Specific comments

In the following you can find some additional information for more specific applications or software

Paired-end

In paired-end mode, both reads are used for the classification. Read pairs with conflicting reads (tag CF) or pairs containing both tags G1 and G2 are considered conflicting and are not reported by default. Reporting of these reads can be enabled using the option --conflicting.

Singleton alignments in the allele-tagged paired-end file (which is the default for e.g. TopHat) are also sorted into the above four files. Specifying --singletons will write these alignments to special singleton files instead (ending in *_st.bam).

Hi-C

Assumes data processed with HiCUP as input, i.e. the input BAM files are by definition paired-end and Reads 1 and 2 follow each other. Hi-C sorting discriminates several more possible read combinations:

G1-G1
G2-G2
G1-UA
G2-UA
G1-G2
UA-UA

Again, read pairs containing a conflicting reads (tag XX:Z:CF) are not printed out by default, but this may be enabled using the option --conflicting. For an example report please see below.

STAR

RNA-seq alignment files produced by the Spliced Transcripts Alignment to a Reference (STAR) aligner also work well with SNPsplit, however a few steps need to be adhered to make this work:

1) Since SNPsplit only recognises the CIGAR operations M, I, D and N (see above), alignments need to be run in end-to-end mode and not using local alignments (which may result in soft-clipping). This can be accomplished using the option: --alignEndsType EndToEnd

Edit 29 09 2020: As of version 0.4.0, SNPsplit also supports soft-clipped reads (CIGAR operation: S).

2) SNPsplit requires the MD:Z: field of the BAM alignment to work out mismatches involving masked N positions. Since STAR doesn’t report the MD:Z: field by default it needs to be instructed to do so, e.g.: --outSAMattributes NH HI NM MD

3) To save some time and avoid having to sort the reads by name, STAR can be told to leave R1 and R2 following each other in the BAM file using the option: --outSAMtype BAM Unsorted

HISAT2

DNA or RNA alignment files produced by HISAT2 also work well with SNPsplit if you make sure that HISAT2 doesn’t perform soft-clipping. At the time of writing the current version of HISAT2 (2.0.3-beta) does perform soft-clipping (CIGAR operation: S) even though this is not well documented (or in fact the documentation on Github suggests that the default mode is end-to-end which should not perform any soft-clipping whatsoever). Until the end-to-end mode works as expected users will have to set the penalty for soft-clipping so high that it is effectively not performed (--sp is the option governing the soft-clipping penalty). We suggest adding the following option to the HISAT2 command: --sp 1000,1000

Edit: HISAT2 does now also have an option --no-softclip which should have the same effect.
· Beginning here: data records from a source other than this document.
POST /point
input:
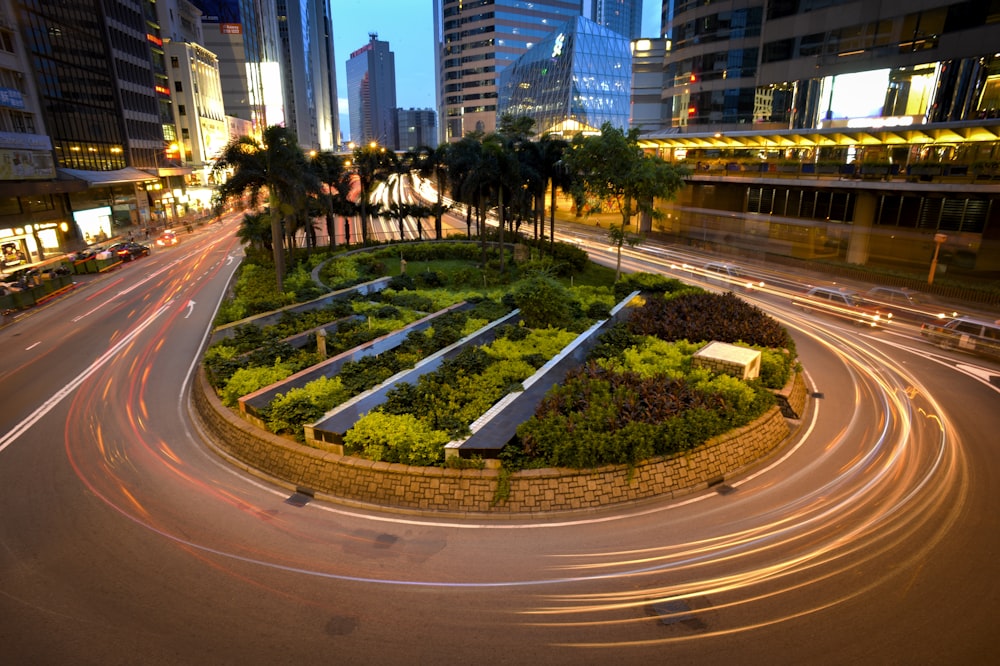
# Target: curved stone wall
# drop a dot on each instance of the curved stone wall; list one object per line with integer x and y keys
{"x": 476, "y": 491}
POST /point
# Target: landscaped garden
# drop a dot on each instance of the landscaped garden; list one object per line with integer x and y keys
{"x": 637, "y": 396}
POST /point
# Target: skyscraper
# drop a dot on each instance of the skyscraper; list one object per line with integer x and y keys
{"x": 244, "y": 36}
{"x": 308, "y": 74}
{"x": 775, "y": 65}
{"x": 371, "y": 93}
{"x": 416, "y": 128}
{"x": 475, "y": 42}
{"x": 576, "y": 79}
{"x": 622, "y": 16}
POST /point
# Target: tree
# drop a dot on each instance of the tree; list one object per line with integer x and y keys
{"x": 551, "y": 167}
{"x": 370, "y": 165}
{"x": 330, "y": 170}
{"x": 465, "y": 172}
{"x": 617, "y": 236}
{"x": 433, "y": 163}
{"x": 255, "y": 231}
{"x": 612, "y": 167}
{"x": 275, "y": 165}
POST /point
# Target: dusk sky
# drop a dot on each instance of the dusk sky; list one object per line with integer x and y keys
{"x": 408, "y": 26}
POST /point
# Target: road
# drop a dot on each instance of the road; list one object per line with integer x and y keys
{"x": 870, "y": 538}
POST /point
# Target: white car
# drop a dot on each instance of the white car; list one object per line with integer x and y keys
{"x": 730, "y": 276}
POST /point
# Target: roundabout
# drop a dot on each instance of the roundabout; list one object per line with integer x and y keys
{"x": 866, "y": 538}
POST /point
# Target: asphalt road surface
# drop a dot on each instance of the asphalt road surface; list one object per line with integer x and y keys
{"x": 871, "y": 538}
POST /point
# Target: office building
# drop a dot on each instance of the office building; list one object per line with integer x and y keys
{"x": 371, "y": 93}
{"x": 847, "y": 131}
{"x": 574, "y": 80}
{"x": 243, "y": 34}
{"x": 648, "y": 81}
{"x": 803, "y": 64}
{"x": 622, "y": 16}
{"x": 475, "y": 41}
{"x": 308, "y": 79}
{"x": 100, "y": 76}
{"x": 416, "y": 128}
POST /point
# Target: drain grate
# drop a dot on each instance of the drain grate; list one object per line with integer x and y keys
{"x": 300, "y": 497}
{"x": 673, "y": 611}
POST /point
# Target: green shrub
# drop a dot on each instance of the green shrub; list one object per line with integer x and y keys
{"x": 396, "y": 438}
{"x": 247, "y": 380}
{"x": 543, "y": 303}
{"x": 652, "y": 357}
{"x": 709, "y": 316}
{"x": 289, "y": 412}
{"x": 648, "y": 283}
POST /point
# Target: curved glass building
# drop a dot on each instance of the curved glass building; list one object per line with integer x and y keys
{"x": 575, "y": 79}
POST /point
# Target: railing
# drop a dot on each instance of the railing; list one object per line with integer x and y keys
{"x": 919, "y": 172}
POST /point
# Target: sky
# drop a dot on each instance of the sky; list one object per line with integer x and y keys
{"x": 408, "y": 26}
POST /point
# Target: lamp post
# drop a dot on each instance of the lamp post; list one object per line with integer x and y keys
{"x": 939, "y": 240}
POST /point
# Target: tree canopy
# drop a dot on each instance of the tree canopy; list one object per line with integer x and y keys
{"x": 613, "y": 167}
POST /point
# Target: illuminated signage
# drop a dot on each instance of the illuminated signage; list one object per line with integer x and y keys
{"x": 12, "y": 99}
{"x": 891, "y": 121}
{"x": 557, "y": 47}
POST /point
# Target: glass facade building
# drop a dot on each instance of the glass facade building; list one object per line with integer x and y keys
{"x": 772, "y": 65}
{"x": 575, "y": 79}
{"x": 475, "y": 41}
{"x": 371, "y": 93}
{"x": 622, "y": 16}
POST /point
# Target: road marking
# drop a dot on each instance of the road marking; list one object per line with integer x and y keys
{"x": 11, "y": 436}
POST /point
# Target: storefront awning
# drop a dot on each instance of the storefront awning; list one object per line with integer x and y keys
{"x": 106, "y": 178}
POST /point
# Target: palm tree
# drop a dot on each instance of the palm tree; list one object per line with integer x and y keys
{"x": 331, "y": 171}
{"x": 370, "y": 166}
{"x": 464, "y": 170}
{"x": 399, "y": 169}
{"x": 552, "y": 170}
{"x": 255, "y": 231}
{"x": 275, "y": 165}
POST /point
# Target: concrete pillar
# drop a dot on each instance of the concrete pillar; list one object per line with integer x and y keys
{"x": 864, "y": 218}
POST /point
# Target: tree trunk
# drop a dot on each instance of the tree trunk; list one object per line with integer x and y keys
{"x": 277, "y": 242}
{"x": 552, "y": 218}
{"x": 437, "y": 212}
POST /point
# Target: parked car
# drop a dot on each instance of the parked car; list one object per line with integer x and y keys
{"x": 730, "y": 276}
{"x": 21, "y": 278}
{"x": 166, "y": 239}
{"x": 129, "y": 250}
{"x": 978, "y": 336}
{"x": 845, "y": 304}
{"x": 906, "y": 304}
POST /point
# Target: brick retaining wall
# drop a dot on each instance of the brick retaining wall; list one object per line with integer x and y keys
{"x": 475, "y": 491}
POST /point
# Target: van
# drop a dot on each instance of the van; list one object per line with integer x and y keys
{"x": 906, "y": 304}
{"x": 977, "y": 336}
{"x": 845, "y": 304}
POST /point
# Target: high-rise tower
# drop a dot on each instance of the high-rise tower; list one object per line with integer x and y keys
{"x": 622, "y": 16}
{"x": 371, "y": 93}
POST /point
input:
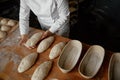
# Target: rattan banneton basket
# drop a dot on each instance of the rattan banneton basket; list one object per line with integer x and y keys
{"x": 114, "y": 67}
{"x": 69, "y": 56}
{"x": 92, "y": 61}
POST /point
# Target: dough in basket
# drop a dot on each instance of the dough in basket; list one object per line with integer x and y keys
{"x": 27, "y": 62}
{"x": 34, "y": 39}
{"x": 42, "y": 71}
{"x": 3, "y": 34}
{"x": 55, "y": 51}
{"x": 45, "y": 44}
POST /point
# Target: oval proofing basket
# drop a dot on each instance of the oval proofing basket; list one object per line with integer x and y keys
{"x": 92, "y": 61}
{"x": 69, "y": 56}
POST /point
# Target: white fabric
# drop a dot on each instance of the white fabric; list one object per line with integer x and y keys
{"x": 52, "y": 14}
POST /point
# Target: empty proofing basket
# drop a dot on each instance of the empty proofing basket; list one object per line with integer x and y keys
{"x": 114, "y": 67}
{"x": 69, "y": 56}
{"x": 92, "y": 61}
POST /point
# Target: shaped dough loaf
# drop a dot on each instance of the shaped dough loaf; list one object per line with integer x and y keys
{"x": 42, "y": 71}
{"x": 11, "y": 23}
{"x": 55, "y": 51}
{"x": 3, "y": 34}
{"x": 27, "y": 62}
{"x": 3, "y": 21}
{"x": 5, "y": 28}
{"x": 45, "y": 44}
{"x": 33, "y": 40}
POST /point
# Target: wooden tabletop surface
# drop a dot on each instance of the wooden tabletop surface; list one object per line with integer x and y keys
{"x": 11, "y": 54}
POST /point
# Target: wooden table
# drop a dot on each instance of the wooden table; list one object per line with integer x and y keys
{"x": 11, "y": 54}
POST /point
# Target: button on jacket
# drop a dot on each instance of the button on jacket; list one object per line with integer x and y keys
{"x": 52, "y": 14}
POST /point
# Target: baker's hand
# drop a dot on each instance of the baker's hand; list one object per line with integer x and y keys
{"x": 46, "y": 34}
{"x": 23, "y": 39}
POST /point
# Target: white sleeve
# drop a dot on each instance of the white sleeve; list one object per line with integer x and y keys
{"x": 63, "y": 10}
{"x": 24, "y": 17}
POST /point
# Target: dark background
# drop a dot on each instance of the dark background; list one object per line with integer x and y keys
{"x": 93, "y": 22}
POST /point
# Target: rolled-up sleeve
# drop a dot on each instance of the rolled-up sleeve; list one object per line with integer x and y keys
{"x": 24, "y": 17}
{"x": 63, "y": 10}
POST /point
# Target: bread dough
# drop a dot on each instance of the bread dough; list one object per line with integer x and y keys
{"x": 3, "y": 34}
{"x": 27, "y": 62}
{"x": 55, "y": 51}
{"x": 45, "y": 44}
{"x": 3, "y": 21}
{"x": 11, "y": 23}
{"x": 42, "y": 71}
{"x": 34, "y": 39}
{"x": 5, "y": 28}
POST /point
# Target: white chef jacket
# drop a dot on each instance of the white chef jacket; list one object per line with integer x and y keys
{"x": 52, "y": 14}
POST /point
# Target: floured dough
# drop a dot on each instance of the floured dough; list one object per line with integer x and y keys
{"x": 11, "y": 23}
{"x": 27, "y": 62}
{"x": 3, "y": 21}
{"x": 5, "y": 28}
{"x": 3, "y": 34}
{"x": 34, "y": 39}
{"x": 55, "y": 51}
{"x": 42, "y": 71}
{"x": 45, "y": 44}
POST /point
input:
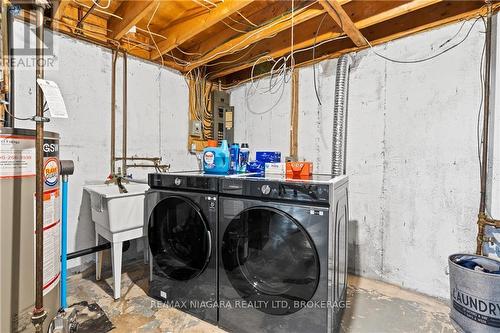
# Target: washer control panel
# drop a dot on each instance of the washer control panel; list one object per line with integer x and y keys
{"x": 265, "y": 188}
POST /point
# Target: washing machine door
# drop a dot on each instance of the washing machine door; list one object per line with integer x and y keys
{"x": 179, "y": 238}
{"x": 270, "y": 260}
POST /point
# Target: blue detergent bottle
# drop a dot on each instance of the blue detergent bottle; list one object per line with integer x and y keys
{"x": 216, "y": 159}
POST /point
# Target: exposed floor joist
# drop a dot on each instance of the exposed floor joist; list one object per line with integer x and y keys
{"x": 338, "y": 14}
{"x": 400, "y": 26}
{"x": 180, "y": 33}
{"x": 131, "y": 12}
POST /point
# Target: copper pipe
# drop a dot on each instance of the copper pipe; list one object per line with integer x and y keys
{"x": 124, "y": 135}
{"x": 482, "y": 218}
{"x": 8, "y": 72}
{"x": 114, "y": 54}
{"x": 39, "y": 313}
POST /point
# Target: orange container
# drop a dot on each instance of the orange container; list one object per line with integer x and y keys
{"x": 298, "y": 170}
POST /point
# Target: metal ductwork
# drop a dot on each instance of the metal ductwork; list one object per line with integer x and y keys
{"x": 340, "y": 116}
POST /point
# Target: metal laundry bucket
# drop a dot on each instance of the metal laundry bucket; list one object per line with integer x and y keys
{"x": 474, "y": 295}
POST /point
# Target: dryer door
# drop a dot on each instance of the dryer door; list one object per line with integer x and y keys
{"x": 270, "y": 260}
{"x": 179, "y": 238}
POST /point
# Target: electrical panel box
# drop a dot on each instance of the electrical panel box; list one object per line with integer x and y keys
{"x": 223, "y": 117}
{"x": 195, "y": 128}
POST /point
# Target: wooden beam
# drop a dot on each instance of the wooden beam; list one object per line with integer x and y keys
{"x": 276, "y": 48}
{"x": 364, "y": 23}
{"x": 394, "y": 12}
{"x": 338, "y": 14}
{"x": 181, "y": 32}
{"x": 131, "y": 12}
{"x": 60, "y": 7}
{"x": 467, "y": 10}
{"x": 264, "y": 32}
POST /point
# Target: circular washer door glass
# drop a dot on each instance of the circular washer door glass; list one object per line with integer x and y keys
{"x": 270, "y": 260}
{"x": 179, "y": 238}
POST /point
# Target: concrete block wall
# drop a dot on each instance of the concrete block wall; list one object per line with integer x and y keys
{"x": 157, "y": 119}
{"x": 411, "y": 154}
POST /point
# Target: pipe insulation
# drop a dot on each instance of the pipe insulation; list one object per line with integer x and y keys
{"x": 340, "y": 116}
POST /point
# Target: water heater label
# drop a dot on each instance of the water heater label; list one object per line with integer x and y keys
{"x": 51, "y": 240}
{"x": 51, "y": 171}
{"x": 17, "y": 156}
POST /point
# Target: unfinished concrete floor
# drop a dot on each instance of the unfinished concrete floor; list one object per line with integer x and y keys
{"x": 373, "y": 306}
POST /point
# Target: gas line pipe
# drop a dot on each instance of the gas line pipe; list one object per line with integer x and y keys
{"x": 67, "y": 168}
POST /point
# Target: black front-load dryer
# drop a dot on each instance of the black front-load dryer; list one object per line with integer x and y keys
{"x": 181, "y": 225}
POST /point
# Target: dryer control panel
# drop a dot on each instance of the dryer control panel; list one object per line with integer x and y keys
{"x": 183, "y": 181}
{"x": 283, "y": 190}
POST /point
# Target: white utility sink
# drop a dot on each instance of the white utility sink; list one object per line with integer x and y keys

Edit 29 09 2020: As of version 0.4.0, SNPsplit also supports soft-clipped reads. (CIGAR operation: S).

BWA

The other very popular Burrows-Wheeler Aligner (BWA) is unfortunately not compatible with SNPsplit alignment sorting as was disscussed in more detail here. Briefly, the reason for this is that BWA randomly replaces the ambiguity nucleobase N in the reference by either C, A, T or G, thereby rendering an N-masked allele-sorting process impossible.

Bisulfite-seq data

This mode assumes input data has been processed with the bisulfite mapping tool Bismark. SNPsplit will run a quick check at the start of a run to see if the file provided appears to be a Bismark file, and set the flags --bisulfite and/or --paired automatically. In addition it will perform a quick check to see if a paired-end file appears to have been positionally sorted, and if not will set the --no_sort flag (this data is extracted from the @PG header line). Paired-end (--paired) or bisulfite (--bisulfite) mode can also be set manually. Paired-end mode requires Read 1 and Read 2 of a pair to follow each other in consecutive lines. Please be aware that files should not be name-sorted using Sambamba.

Utilisation of SNP positions and allele assignment of bisulfite reads

In contrast to the standard mode of using all known SNP positions, SNPs involving C to T transitions may not be used for allele-specific sorting since they might reflect either a SNP or a methylation state. This includes all of the following Reference/SNP combinations:

C/T or T/C for forward strand alignments, and G/A or A/G for reverse strand alignments.

The number of SNP positions that have been skipped because of this bisulfite ambiguity is reported in the report file. These positions may however be used to assign opposing strand alignments since they do not involve C to T transitions directly. For that reason, the bisulfite call processing also extracts the bisulfite strand information from the alignments in addition to the base call at the position involved. For any SNPs involving C positions that are not C to T SNPs both methylation states, i.e. C and T, are allowed to match the C position.

For SNPs which are masked by Ns in the genome no methylation call will be performed, i.e. they will receive a . (dot) in the methylation call string. This means that SNP positions are used for allele-sorting only but do not participate in calling methylation. While this may reduce the number of total methylation calls somewhat it effectively eliminates the problem of using positions with potentially incorrect methylation status.